HONOLULU–In
an announcement with grave implications for the primacy of the species
of man, marine biologists at the Hawaii Oceanographic Institute
reported Monday that dolphins, or family Delphinidae, have evolved
opposable thumbs on their pectoral fins.
"I believe I speak for
the entire human race when I say, 'Holy fuck,'" said Oceanographic
Institute director Dr. James Aoki, noting that the dolphin has a
cranial capacity 40 percent greater than that of humans. "That's it for
us monkeys."
Aoki strongly urged humans, especially those living
near the sea, to learn to communicate using a system of clicks and
whistles in a frequency range of 4 to 150 kHz.
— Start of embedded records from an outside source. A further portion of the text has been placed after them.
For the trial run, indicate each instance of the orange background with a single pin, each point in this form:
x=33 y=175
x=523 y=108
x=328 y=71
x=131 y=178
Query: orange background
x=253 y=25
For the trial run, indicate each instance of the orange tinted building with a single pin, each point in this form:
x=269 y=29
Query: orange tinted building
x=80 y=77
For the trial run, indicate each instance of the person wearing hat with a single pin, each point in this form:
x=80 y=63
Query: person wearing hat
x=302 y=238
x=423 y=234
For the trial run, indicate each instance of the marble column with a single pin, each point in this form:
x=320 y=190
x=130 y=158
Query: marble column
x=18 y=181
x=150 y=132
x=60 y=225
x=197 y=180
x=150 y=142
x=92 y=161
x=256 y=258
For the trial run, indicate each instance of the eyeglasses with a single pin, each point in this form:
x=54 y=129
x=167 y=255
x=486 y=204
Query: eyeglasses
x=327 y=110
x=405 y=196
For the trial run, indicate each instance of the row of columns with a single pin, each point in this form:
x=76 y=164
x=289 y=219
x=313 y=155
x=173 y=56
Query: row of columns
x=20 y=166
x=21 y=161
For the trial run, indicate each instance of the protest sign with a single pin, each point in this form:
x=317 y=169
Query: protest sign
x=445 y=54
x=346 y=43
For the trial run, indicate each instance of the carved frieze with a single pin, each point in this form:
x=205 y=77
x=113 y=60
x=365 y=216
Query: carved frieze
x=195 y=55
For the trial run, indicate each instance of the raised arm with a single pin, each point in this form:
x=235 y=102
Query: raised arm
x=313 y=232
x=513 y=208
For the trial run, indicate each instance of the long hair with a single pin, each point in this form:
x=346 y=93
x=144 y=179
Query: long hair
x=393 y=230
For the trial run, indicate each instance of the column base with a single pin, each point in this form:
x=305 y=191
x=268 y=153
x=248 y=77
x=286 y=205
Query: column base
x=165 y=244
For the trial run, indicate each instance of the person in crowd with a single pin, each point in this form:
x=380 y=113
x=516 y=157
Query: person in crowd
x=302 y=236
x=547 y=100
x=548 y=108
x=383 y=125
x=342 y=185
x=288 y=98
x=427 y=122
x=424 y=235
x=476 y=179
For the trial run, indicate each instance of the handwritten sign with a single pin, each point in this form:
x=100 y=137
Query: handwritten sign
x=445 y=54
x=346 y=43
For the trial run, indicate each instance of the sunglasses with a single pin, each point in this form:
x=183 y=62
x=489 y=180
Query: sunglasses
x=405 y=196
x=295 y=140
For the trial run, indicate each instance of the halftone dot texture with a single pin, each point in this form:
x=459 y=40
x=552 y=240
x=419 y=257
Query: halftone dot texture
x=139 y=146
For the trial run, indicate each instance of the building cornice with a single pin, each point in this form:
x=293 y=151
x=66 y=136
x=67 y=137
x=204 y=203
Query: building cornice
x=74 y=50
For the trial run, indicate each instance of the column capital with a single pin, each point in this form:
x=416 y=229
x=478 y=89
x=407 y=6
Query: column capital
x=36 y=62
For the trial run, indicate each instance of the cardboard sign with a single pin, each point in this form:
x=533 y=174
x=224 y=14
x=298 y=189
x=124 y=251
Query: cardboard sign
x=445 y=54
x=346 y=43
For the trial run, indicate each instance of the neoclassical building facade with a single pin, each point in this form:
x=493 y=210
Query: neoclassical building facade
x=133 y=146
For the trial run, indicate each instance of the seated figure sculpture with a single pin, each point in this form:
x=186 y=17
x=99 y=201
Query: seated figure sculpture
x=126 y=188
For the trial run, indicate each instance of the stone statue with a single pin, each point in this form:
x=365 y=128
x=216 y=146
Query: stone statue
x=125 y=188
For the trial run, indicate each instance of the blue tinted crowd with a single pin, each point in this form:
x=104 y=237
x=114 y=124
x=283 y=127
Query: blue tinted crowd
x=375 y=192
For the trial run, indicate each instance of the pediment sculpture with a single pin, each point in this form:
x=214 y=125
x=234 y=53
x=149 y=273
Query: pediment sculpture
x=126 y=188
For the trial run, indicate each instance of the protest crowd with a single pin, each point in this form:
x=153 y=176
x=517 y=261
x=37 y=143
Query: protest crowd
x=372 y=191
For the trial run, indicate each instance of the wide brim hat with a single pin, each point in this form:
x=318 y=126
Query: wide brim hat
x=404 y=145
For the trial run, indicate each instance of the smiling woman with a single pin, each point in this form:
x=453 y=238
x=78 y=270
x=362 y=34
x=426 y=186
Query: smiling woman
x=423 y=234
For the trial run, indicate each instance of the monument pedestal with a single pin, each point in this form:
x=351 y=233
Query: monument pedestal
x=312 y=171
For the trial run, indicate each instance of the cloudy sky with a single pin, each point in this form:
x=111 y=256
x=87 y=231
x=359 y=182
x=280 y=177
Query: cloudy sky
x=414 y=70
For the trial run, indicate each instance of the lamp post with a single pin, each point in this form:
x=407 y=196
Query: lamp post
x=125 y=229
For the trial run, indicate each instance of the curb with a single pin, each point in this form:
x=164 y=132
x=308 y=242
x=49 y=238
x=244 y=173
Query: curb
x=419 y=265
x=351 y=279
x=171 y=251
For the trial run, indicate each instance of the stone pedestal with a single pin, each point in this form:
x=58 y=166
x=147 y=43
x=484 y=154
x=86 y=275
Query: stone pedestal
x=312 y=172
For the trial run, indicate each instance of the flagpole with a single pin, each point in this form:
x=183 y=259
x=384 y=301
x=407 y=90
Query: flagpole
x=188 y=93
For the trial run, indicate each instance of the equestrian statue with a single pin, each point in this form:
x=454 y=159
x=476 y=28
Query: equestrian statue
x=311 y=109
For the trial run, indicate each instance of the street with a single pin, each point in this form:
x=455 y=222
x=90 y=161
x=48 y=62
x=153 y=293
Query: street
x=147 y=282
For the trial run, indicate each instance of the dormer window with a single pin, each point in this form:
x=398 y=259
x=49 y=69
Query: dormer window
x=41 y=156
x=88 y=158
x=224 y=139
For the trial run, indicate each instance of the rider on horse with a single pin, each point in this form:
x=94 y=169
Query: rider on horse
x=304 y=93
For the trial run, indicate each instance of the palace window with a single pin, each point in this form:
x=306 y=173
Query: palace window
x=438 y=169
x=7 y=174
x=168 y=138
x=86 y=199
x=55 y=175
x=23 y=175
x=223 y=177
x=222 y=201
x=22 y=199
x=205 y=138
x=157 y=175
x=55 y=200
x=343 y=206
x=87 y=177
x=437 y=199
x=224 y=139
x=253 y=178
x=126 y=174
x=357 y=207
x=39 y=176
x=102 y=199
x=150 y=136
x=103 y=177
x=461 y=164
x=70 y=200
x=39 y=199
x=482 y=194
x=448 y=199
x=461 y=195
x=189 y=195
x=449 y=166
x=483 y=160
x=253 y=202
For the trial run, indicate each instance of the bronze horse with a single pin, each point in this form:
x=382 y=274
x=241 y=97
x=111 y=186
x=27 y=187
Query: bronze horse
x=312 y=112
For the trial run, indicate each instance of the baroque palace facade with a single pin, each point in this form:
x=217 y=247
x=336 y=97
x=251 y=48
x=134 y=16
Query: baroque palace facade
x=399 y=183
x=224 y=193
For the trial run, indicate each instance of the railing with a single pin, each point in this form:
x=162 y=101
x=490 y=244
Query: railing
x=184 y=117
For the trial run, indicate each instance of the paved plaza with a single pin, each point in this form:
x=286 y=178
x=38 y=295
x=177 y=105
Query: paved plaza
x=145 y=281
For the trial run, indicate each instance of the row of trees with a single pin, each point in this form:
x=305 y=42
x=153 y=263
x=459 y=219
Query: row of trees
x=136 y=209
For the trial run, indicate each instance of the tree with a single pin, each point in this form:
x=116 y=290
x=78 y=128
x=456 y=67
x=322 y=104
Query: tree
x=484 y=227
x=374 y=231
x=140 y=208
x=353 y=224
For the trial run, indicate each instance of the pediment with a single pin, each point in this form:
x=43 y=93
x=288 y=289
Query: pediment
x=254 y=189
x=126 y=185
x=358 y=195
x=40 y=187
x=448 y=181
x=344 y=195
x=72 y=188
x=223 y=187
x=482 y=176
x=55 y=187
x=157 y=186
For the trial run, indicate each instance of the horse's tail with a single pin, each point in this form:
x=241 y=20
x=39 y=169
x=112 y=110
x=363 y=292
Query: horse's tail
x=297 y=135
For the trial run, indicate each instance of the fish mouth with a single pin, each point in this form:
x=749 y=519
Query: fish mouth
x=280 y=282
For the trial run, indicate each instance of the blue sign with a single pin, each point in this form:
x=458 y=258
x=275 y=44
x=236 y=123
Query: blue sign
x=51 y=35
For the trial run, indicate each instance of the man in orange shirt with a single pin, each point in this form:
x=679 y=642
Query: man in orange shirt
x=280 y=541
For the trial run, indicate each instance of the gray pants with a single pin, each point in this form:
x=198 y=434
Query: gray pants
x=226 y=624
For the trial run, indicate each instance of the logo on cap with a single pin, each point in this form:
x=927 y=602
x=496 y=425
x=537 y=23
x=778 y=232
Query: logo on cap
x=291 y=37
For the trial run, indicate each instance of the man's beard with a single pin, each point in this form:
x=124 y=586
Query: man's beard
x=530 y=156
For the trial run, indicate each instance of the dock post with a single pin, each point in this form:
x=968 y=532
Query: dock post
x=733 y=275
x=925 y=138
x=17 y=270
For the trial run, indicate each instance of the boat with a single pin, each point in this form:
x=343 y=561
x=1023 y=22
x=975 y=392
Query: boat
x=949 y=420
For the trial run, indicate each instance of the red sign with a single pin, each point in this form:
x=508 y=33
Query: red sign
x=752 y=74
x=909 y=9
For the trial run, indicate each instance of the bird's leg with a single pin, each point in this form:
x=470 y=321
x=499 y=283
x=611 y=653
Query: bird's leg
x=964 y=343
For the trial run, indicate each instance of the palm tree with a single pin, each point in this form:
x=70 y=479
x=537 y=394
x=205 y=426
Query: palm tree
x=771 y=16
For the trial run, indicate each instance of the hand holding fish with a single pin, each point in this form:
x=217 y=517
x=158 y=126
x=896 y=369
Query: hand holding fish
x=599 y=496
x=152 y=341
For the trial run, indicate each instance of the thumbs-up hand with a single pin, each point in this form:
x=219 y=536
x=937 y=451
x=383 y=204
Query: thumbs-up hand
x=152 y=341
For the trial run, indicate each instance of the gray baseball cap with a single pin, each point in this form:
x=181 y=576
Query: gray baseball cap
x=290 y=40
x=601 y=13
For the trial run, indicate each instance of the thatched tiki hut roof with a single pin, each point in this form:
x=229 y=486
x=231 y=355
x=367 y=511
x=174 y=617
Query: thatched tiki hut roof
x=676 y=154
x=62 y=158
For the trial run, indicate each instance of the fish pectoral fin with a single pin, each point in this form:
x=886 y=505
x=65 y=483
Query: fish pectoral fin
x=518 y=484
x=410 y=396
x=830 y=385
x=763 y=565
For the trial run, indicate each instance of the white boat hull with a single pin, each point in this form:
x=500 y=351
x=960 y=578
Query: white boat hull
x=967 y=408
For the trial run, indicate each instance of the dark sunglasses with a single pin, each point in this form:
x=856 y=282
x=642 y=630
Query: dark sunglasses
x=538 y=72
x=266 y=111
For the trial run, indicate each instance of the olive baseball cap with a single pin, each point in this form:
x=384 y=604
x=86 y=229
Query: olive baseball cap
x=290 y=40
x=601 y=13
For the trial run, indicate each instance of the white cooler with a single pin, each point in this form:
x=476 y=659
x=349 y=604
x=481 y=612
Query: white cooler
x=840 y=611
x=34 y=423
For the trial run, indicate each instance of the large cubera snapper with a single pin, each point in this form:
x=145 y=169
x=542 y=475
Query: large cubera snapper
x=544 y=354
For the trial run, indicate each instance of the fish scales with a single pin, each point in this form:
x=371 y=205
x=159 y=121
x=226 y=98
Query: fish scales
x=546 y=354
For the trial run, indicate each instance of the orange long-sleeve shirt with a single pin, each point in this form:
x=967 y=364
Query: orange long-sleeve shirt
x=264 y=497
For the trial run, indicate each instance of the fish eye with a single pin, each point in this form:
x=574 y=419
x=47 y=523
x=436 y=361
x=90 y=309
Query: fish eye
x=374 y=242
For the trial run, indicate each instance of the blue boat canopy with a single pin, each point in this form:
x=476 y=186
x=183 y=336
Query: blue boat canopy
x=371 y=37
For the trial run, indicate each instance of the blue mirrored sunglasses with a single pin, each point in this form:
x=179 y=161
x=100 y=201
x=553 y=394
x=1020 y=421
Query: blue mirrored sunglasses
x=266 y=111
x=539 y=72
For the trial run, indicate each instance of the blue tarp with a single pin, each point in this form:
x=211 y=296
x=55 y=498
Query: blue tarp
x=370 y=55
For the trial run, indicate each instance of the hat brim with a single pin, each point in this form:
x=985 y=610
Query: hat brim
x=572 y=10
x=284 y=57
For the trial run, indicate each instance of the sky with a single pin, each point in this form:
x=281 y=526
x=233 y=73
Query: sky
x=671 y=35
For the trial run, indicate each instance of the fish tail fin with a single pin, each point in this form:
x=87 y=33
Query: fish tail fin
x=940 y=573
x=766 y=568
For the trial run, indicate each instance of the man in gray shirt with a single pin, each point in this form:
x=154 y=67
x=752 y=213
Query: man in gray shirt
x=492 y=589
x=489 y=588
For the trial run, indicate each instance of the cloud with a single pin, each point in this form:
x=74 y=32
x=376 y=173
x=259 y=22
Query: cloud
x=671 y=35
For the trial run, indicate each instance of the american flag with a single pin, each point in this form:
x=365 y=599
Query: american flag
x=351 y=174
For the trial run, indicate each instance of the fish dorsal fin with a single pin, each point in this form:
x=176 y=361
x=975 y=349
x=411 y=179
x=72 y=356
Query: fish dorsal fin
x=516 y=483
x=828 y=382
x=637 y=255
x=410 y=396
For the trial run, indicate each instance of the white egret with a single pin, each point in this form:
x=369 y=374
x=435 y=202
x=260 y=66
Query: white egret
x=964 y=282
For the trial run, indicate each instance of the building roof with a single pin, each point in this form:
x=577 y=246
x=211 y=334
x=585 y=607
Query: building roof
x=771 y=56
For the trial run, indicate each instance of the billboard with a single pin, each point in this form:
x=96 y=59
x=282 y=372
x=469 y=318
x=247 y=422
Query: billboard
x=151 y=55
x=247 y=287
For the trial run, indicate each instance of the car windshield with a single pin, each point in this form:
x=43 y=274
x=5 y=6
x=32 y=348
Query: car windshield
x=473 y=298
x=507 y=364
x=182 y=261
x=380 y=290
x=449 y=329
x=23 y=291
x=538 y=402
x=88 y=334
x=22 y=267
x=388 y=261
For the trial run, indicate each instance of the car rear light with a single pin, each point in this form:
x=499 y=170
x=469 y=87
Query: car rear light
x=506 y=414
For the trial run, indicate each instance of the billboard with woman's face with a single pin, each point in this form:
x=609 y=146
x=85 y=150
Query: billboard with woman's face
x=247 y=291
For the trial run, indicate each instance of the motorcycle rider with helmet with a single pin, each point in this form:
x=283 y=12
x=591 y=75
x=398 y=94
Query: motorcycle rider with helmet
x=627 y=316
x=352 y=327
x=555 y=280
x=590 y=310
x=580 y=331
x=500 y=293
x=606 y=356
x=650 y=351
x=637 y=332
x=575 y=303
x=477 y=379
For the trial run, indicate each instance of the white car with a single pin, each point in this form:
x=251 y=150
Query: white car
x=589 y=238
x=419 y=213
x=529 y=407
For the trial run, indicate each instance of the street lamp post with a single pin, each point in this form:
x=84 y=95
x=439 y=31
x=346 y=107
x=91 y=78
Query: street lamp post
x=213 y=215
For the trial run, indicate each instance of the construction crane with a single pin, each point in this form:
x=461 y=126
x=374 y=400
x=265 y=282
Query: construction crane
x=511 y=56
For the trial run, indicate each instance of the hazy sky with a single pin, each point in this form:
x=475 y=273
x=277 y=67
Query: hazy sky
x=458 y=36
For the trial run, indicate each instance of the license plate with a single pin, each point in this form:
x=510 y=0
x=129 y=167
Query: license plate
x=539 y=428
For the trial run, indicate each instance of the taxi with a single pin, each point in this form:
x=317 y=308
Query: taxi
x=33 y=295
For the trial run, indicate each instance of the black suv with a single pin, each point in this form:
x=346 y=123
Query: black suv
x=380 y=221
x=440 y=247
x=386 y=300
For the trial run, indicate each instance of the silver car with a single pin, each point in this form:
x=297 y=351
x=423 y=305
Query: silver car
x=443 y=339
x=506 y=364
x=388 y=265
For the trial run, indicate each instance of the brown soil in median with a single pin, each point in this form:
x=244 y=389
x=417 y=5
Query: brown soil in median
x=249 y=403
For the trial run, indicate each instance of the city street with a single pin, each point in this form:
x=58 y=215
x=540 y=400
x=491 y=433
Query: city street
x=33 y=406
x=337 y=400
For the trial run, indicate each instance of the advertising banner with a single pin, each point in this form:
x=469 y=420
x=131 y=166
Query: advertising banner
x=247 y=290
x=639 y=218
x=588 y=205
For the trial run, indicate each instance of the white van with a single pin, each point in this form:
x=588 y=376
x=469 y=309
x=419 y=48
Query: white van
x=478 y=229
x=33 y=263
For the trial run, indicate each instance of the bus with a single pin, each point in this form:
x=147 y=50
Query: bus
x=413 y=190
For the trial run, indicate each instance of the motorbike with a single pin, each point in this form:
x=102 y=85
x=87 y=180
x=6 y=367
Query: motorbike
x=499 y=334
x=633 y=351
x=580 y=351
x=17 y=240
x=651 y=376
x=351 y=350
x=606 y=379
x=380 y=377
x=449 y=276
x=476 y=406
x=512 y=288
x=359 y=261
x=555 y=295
He also encouraged
humans to "start practicing their echolocation as soon as possible."
Delphinologists
have reported more than 7,000 cases of spontaneous opposable-digit
manifestation in the past two weeks alone, with "thumbs" observed on
the bottle-nosed dolphin, the Atlantic humpback dolphin, and even the
rare Ganges River dolphin.
"It appears to be species-wide," said
dolphin specialist Clifford Brees of the Kewalo Basin Marine Mammal
Laboratory, speaking from the shark cage he welded shut around himself
late Monday. "And it may be even worse: We haven't exactly been eager
to check for thumbs on other marine mammals belonging to the order of
cetaceans, such as the killer whale. Oh, Christ, we're really in the
soup now."
Thus far, all the opposable digits encountered appear
to be fully functional, making it possible for dolphins–believed to be
capable of faster and more complex cogitation than man–to manipulate
objects, fashion tools, and construct rudimentary pulley and lever
systems.
"They really seem to be making up for lost time with
this thumb thing," said Dr. Jim Kuczaj, a University of California–San
Diego biologist who has studied the seasonal behavior of dolphins for
more than 30 years. "Last Friday, a crude seaweed-and-shell abacus
washed up on the beach near Hilo, Hawaii. The next day, a far more
sophisticated abacus, fashioned from some unknown material and capable
of calculating equations involving numbers of up to 16 digits, washed
up on the same beach. The day after that, the beach was littered with
thousands of what turned out to be coral-silicate and kelp-based
biomicrocircuitry."
"My God," Kuczaj added. "What are they doing down there?"
It
is unknown what precipitated the dolphins' sudden development of
opposable thumbs. Some dolphin behaviorists believe that the gentle
marine mammal, pushed to the brink by humanity's reckless pollution and
exploitation of the sea, tapped into some previously unmined mental
powers to spontaneously generate a thumb-like appendage. However, given
that 95 percent of the world's dolphin experts have committed suicide
since learning of the development, the full story may never be known.
"You
must believe, sleek ocean masters, that many of us homo sapiens weep
with shame and disgust over the degradation to which our species has
subjected our All-Mother, the Great World-Sea," read the suicide note
of Dr. Richard Morse, a Brisbane, Australia, delphinologist and regular
contributor to Marine Mammal Science. "If you are reading this, I
estimate that it is the day we know as August 31, 2000. Please be
decent and kind masters to our poor ape-race. Oh, God, I'm so sorry
about the tracking collars."
"Scientists once wondered whether
dolphins, with their remarkably advanced social and language
structures, are actually smarter than we are," said Aoki, ushering
reporters out of the laboratory he claimed "will either be a smoking
hole or a zoo exhibit in the coming Dolphin Age." "Well, we're not
wondering anymore."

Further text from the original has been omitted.